Good morning, ladies and gentlemen.
Mine is a small to mid-sized Newfoundland company that has expanded over the past 25-plus years to include five terminals across our province, 100-plus full-time employees and 150-plus pieces of equipment, from tractor-trailers to cars. Three years ago, we started doing speciality services throughout all four Atlantic provinces. By industry standards, we are one of the largest privately owned companies in Newfoundland. I would add to this that our footprint does expand throughout Canada.
What I wanted to talk to you briefly about this morning is the availability of full-time employees wanting to work full time and their expectations from employers. We ourselves have found in the past 10 years—and more so in the past couple of years—that you have to be a psychiatrist and a psychologist, and you have to be a banker. This past winter, because of the price of fuel, we had to advance money to our employees to fill up their fuel tanks. People would say, “Will you pay more money?” There's a little bit more to it. Our average pay per hour is a little over $23. We're not paying minimum wage or that type of thing.
On the cost of operations as it relates to a freight carrier such as Dooley's, statistically, trucking companies run at an operating ratio of 90% to 94%, with big volumes but low margins, yet COVID-19 affirmed how much of an essential service it is. When it's coming to Newfoundland, it moves on a truck or it doesn't move at all. The costs of operations in Atlantic Canada are significantly higher and the margins are thinner.

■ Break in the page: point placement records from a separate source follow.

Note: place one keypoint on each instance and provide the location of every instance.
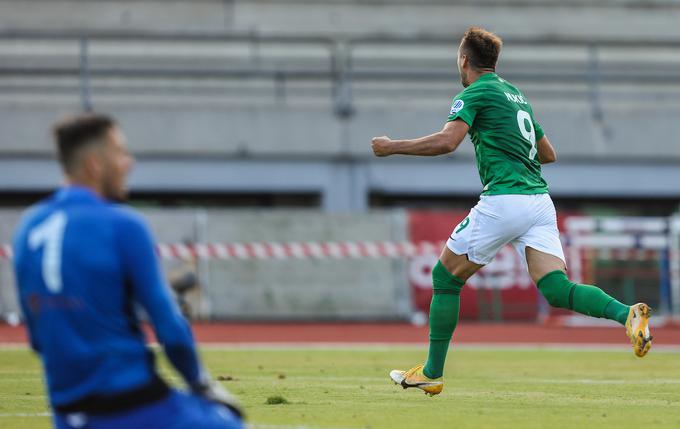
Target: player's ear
(92, 163)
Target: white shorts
(496, 220)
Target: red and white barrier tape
(330, 250)
(306, 250)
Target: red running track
(367, 333)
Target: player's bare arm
(546, 152)
(445, 141)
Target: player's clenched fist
(381, 146)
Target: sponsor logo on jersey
(519, 99)
(457, 106)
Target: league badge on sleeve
(457, 106)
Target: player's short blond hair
(482, 47)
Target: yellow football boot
(637, 328)
(414, 377)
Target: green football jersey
(504, 133)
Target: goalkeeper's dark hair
(481, 47)
(75, 133)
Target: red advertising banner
(501, 290)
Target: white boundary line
(250, 426)
(575, 347)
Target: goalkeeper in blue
(83, 263)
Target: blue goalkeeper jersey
(81, 265)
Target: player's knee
(556, 289)
(443, 282)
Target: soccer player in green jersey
(515, 207)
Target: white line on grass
(8, 415)
(251, 426)
(293, 346)
(268, 426)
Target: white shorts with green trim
(496, 220)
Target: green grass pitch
(349, 389)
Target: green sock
(443, 318)
(585, 299)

On threats to profitability and sustainability, there is the cost of equipment. Four years ago, we paid $130,000 to $140,000 for a long-haul tractor. Today, that's a purchase of $246,000 to $295,000. That's in four years, I would add. I just found out from my insurance company yesterday—I didn't read the clause because no equipment was $200,000 or more—that my deductible if we had an accident, which was $5,000, has now gone to $10,000, not talking about the interest rates on financing, which are through the roof.
On parts availability, you could expect inventory in stock or overnight service. Today, you can expect upwards of one or two weeks. The cost of parts has increased significantly. There's downtime, with wheels not turning, and therefore no revenue is being generated.

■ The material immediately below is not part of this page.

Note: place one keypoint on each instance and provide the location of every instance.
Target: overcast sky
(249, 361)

On government legislation mandated without an understanding of the cost of downloading to the trucking industry, I could speak volumes on that. I know that we've heard so much about the EI insurance. We've heard talk about mandatory paid sick days. That's a discussion that's gone on in the past. I have no problem with that. The problem I have is with somebody who turns around and doesn't understand what's happening in a business like ours or in any other business and says, “You have to pay in 10 days.” That's without an understanding of, number one, where that money is going to come from, and also, if a driver is parked for 10 days, that tractor is generating no revenue, and there are costs associated with that.
You can look at our case, and this case can go right across the country. We have contracts with pharmaceutical companies. We're hauling narcotics and drugs. I can't call up the pharmaceutical company and say, “Look, my driver is sick today. I'm sorry, but we can't make it tonight.” It just doesn't happen. That's reality for us day in, day out.
More important to me right now, and what has had the biggest effect on me in the past 12 months, are the fuel taxes in general and now the carbon tax that's continuing to grow and is added. Basically, it's killing our bottom line. I just did some analysis. In the month of September, I paid out $16,302 in carbon tax. Do the math on that. September is one of our slower months, so when you get into the busier months, that figure is going to go up to $25,000 or $30,000. Just take a 12-month period. My bottom line last year was smaller than that.
Going the route that we're going right now, I'm going to lose money. You turn around and say, “Well, increase prices.” Yes, we're working on that. But some of these contracts were put in place three years ago. They're negotiated every three to five years. You have to work through them and then negotiate them when they come up for renewal.
To bring this closer to home, and I'm going to finish up with this, I don't know if people realize it, but this applies to Newfoundland. If you're bringing a 53-foot trailer load of food into Newfoundland and crossing on the ferry, you're looking at a bill of about $10,000 to $14,000 for that trailer load. That's one way. The reason for that is that there's very little backhaul. In the fishery season there is, but throughout the others there's very little. So you have the Marine Atlantic fees and the fuel surcharges. Now they're going to add on an 80% fuel surcharge on top of that $10,000 bill. When you turn around and have 10,000 dollars' worth of groceries coming in that now costs you $18,000, you have the effect of a ball rolling down the road. It's a snowball that keeps growing.